What is a family vacation without all the word “family” comes with? I get moody, frustrated, and short. So do all the rest of my gang. Someone will upset someone else. Quietness will enter, and you have to work through it. I’m proud of the four of us for working on our imperfections and not giving up on each other when challenges arise. And in continuing to be honest, I bet some of my frustrations were because I was upset at moments in our vacation not aligning with what I imagined them to be. It was unfair of me to expect them to act and be a certain way so I could have a share-worthy vacation without letting them know.
When you work through the challenges, or start seeing how to move forward, you in turn make room for the laughs, the joy, and the memories.
These three, momma, daddy, and JT, make me laugh so hard my belly hurts and they did it multiple times while on our trip. We played, we danced, we sang. We experienced new foods, saw new places, and now I see how wanting this picture perfect vacation wasn’t realistic. I do not think I really, deep down, would have wanted it as I imagined though. I think a lot of the wanting came from expectations society seems to put on us.
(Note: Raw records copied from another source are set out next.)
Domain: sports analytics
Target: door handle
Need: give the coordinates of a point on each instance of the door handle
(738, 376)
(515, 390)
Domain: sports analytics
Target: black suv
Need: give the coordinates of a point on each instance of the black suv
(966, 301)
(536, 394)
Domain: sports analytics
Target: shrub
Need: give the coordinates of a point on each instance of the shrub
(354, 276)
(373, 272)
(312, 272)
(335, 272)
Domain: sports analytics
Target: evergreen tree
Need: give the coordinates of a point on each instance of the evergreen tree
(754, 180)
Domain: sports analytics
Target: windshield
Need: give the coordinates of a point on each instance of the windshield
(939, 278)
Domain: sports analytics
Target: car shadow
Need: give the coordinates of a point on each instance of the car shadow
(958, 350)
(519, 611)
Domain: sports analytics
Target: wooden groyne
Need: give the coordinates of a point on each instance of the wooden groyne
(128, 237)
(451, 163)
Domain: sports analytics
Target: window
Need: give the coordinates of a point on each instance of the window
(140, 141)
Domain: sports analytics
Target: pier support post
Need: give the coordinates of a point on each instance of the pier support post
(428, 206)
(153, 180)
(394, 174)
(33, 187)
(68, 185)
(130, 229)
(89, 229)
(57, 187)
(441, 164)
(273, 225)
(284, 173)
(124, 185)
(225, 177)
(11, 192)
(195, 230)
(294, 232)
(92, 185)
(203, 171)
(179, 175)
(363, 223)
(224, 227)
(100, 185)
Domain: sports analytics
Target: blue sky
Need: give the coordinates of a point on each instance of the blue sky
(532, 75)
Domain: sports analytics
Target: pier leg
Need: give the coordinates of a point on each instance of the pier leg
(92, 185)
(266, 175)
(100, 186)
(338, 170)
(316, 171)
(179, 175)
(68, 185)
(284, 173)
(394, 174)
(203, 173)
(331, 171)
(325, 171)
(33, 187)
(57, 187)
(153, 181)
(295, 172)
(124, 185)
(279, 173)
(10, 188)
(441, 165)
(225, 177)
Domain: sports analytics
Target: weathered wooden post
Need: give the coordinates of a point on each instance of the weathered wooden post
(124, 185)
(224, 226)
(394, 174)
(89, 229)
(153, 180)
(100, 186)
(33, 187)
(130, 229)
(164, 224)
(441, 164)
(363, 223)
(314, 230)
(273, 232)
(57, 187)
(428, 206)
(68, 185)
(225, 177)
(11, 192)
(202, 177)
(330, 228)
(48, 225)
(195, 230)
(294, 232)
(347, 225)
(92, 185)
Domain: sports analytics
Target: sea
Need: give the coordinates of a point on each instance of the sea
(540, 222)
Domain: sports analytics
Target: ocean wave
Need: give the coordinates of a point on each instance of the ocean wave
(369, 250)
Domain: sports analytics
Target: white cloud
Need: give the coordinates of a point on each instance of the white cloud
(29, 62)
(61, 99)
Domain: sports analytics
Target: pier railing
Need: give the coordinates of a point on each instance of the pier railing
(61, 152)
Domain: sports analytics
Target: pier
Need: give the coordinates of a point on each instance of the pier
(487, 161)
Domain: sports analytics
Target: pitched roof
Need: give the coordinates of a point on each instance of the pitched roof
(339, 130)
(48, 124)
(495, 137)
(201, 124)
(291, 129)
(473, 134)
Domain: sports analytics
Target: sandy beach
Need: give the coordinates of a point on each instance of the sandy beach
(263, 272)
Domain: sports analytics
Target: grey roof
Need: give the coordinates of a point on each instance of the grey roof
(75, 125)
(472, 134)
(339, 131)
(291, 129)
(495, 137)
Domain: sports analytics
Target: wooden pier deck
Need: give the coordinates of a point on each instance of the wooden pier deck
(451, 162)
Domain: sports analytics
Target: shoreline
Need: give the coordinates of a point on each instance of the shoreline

God blessed us with an insanely beautiful life. And He fills it with both beauty & pain. It is the messiest parts of life I do not always want to address, but they add so many stories to our time here. It is all in the mourning & the dancing that we live. I’m learning to see more of God’s “&’s”. I love it. I want to experience my life to the fullest, and it would not happen without all the messy pieces, and also the gifts which come along. The stories I have the opportunity to hear and to share always include one of God’s “&’s”, the balance created when He is really at work.
I’ll leave you with this:
Let go, jump, laugh, and cry. Play through each day. Your picture perfect does not need to be the world’s picture perfect. It’s ok to be different, & please be uniquely YOU!
X & O,
I can’t do a somewhat travel post without sharing photos and my favorite places for you to try if you have the amazing opportunity to drive out or fly to Palm Desert so here they are!
- Reservoir. Eat there and fall in love with their floor, because I did.
- Wilma & Frieda’s. Talk about YUM. JT had these bomb churro waffles. It was like a legit churro in waffle shape.
- Keedy’s Fountain Grill. Chocolate Malt @ 10 am. Do not miss out on this opportunity.
- La Quinta Cliffhouse. Beautiful location!! The bread was ridiculously yummy & hot out of the oven.
- Workshop Kitchen + Bar. Dude, the design of this place was OUT OF THIS WORLD. Sooo simple too. All concrete with lights. Their food was delicious too. 10/10 recommend & add their house made bread with truffle butter.